A concentração de renda no Brasil continuou elevada em 2017 mesmo com a economia voltado a crescer. Até o fim do ano passado, o grupo dos 1% mais ricos da população brasileira tinha 1 rendimento médio de R$ 27.213 mensais, 36,1 vezes acima da que recebia a metade mais pobre da população no mesmo período (R$ 754).

Os dados (íntegra) fazem parte da pesquisa “Rendimento de todas as fontes 2017”, divulgada nesta 4ª feira (11.abr.2018) pelo IBGE (Instituto Brasileiro de Geografia e estatística), com base em dados da Pnad Contínua (Pesquisa Nacional por Amostra de Domicílios Contínua).

 

Segundo o IBGE, a região Nordeste teve, mais uma vez, o pior indicador de desigualdade da renda: 44,9 vezes. Em 2016, o indicador era de 39,9 vezes. No Centro-Oeste, a razão passou de 28 vezes para 33,1 vezes em 2017.

O IBGE informou também que os 10% da população com maiores rendimentos detinham 43,3% da massa de rendimentos do país, enquanto a parcela dos 10% com os menores rendimentos detinha apenas 0,7% desta massa.

PESSOAS COM RENDIMENTO

No fim de 2017, o país tinha 207,1 milhões de habitantes. Desse total, 124,6 milhões (60,2%) possuíam algum tipo de rendimento. A região Sul (66,0%) teve o maior percentual de pessoas com algum rendimento, e a Norte (52,6%) e a Nordeste (56,5%), os menores.

ESTUDO E RENDA

Segundo o IBGE, a renda de quem concluiu o ensino superior é pouco menos que o triplo (2,96 vezes) daqueles que têm apenas o ensino médio.

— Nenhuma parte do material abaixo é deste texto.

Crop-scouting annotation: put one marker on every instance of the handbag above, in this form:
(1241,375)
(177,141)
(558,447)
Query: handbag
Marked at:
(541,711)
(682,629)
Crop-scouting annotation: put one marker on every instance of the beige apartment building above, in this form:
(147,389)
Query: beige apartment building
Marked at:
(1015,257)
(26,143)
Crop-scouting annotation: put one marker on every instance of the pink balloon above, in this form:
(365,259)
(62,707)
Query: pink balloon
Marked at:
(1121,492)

Profissionais com faculdade tiveram 1 rendimento médio mensal de R$ 5.110, enquanto os que completaram apenas o ensino médio ganharam R$ 1.727. Já a diferença entre os trabalhadores com ensino superior e os sem instrução –cuja renda média é de R$ 842–, a diferença chega a ser de 6 vezes.

BOLSA FAMÍLIA COMO RENDIMENTO

De acordo com o estudo, em 2017, 13,7% dos domicílios brasileiros recebiam dinheiro do programa Bolsa Família, 1 percentual menor que o de 2016 (14,3%). Norte (25,8%) e Nordeste (28,4%) foram as regiões que apresentaram os maiores percentuais.O rendimento médio mensal real domiciliar per capita nos domicílios que recebiam o Bolsa Família foi de R$ 324 e naqueles que não tinham foi de R$ 1.489.